The rectangles labelled Bn refer to the blocks, which contain data including one field taking the value h(Bn-1), which is the hash of Bn-1. Finally, we compute the hash of last block, h(B5), which serves as an identifier for the blockchain. In the case of Bitcoin, these are double (repeated) SHA256 hashes, and the blocks used here are actually the block headers. The header contains only a hash (specifically, the Merkle root) of the transactions instead of the transaction data itself, so is much smaller than the entire block. Otherwise, it makes no conceptual difference.

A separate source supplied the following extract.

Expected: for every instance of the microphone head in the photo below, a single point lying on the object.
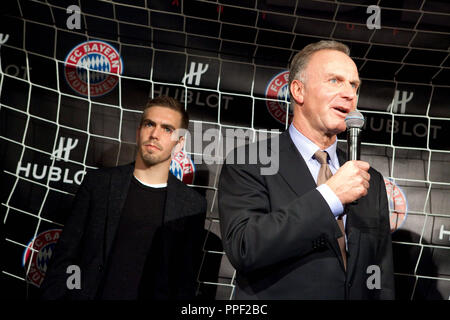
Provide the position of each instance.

While the final block hash h(B5) does not enable us to reconstruct the blockchain, it does act as a unique identifier. Given a hash, then we can verify that it corresponds to the final block of a chain B1,B2,…,Bn by the following steps
- Check that B1 has previous block hash 0.
- For each i = 1,2,…n - 1, compute the hash h(Bi) and check that this equals the previous block hash stored in Bi+1.
- Compute the hash h(Bn) and check that this equals the given final block hash.
Assuming that no hash collisions occur (which we do assume), then this is the only blockchain with the given final block hash.
When creating a new block to add on to the end of the chain, it is straightforward to ensure that the hashes are all correct. We simply set the previous hash for the new block equal to the hash of the currently final block on the chain. No earlier blocks need to be modified, and we obtain a new blockchain longer by one.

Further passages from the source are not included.